Fecha: 28 de abril de 2024

Estimadas y estimados, hoy me apetece explicaros una pequeña historia. Se trata de una señora a la que fui a visitar el otro día. Ella me explicaba que es una mujer creyente, a pesar de que, por circunstancias de la vida, nunca había podido recibir una enseñanza cristiana como la catequesis. Ahora, de mayor, se ha acercado a la plegaria comunitaria de la Iglesia; la disfruta y ha descubierto su profundidad humana.

Además, me quiso explicar su estancia reciente en el hospital. En medio de idas y venidas al servicio de urgencias, de pruebas médicas, y de estados de salud muy débiles, me contó una experiencia profunda. Uno de aquellos días, en un momento crítico que auguraba un desenlace poco esperanzador, giró los ojos hacia arriba, como buscando el cielo representado por el techo de la habitación, buscaba a Jesús y a sus ángeles, su presencia y su consuelo en aquel momento de incertidumbre y debilidad. Su sorpresa fue que esta vez no experimentó nada, ni ninguna luz ni ningún confort. Y durante unos segundos quedó decepcionada. Pero, un instante después y de forma espontánea, le salió del corazón esta plegaria: «Yo hoy no te veo, Señor, pero estoy segura que tú sí que me miras. Si ahora no te veo, te veré cuando sea el momento, cuando tú lo dispongas». Quizás ella, sin saberlo, estaba aprendiendo a conocer a Jesús desde la experiencia madura de la fe desnuda.

Mientras escuchaba su sencillo relato, pensaba en la importancia de esta vivencia y me preguntaba: ¿Qué nos pasa cuando dejamos de experimentar sensitivamente el acompañamiento de Jesús? ¿Cómo reaccionamos cuando nuestro interior no siente sino vacío? ¿Qué sentimos cuando la presencia de Dios se enturbia por el miedo o el egoísmo? A veces, no es tan obvio distinguir entre lo que creemos y lo que percibimos solo por las apariencias.

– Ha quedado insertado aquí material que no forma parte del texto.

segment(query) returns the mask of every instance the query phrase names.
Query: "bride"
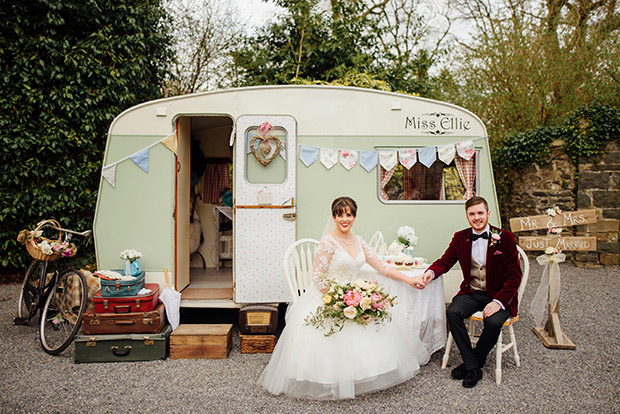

Nos encontramos ante el misterio de la experiencia de fe, a menudo acompañada de momentos de oscuridad. Como los discípulos que, sobre la barca, ven al Maestro durmiendo incomprensiblemente sin inquietarse ante la gran tormenta. Entonces Jesús nos pide una experiencia radical, de confianza plena en sus promesas. Y, como aquellos discípulos, nos dice: «¿Por qué tenéis miedo?, ¿aún no tenéis fe?» (Mc 4,40).

No siempre vemos con rapidez como el viento se encalma y llega la bonanza. Quizás la tempestad no acaba tan deprisa como querríamos y nos sentimos desconcertados, lejos del puerto. Es entonces cuando tenemos que aprender a distinguir entre la evidencia y la certeza, entre la prueba empírica y la fe desnuda. Se trata de un camino de madurez, de seguir adelante más allá de nuestras percepciones. Quizás Dios se esconde porque anhela nuestra respuesta valiente y libre.

También Jesús en la Cruz siente un fracaso profundo cuando deja de experimentar la dulce presencia del Padre que lo ha acompañado a lo largo de su ministerio. Su respuesta espontánea surge de unos labios acostumbrados a la plegaria de Israel, un lugar seguro donde resguardarse: «Padre, a tus manos encomiendo mi espíritu» (Lc 23,46). Una certeza, la de la plegaria, más segura que nuestras sensaciones. Y en ella sabemos que Dios nunca nos engaña ni abandona, y que nuestra esperanza encuentra el cimiento firme de su amor.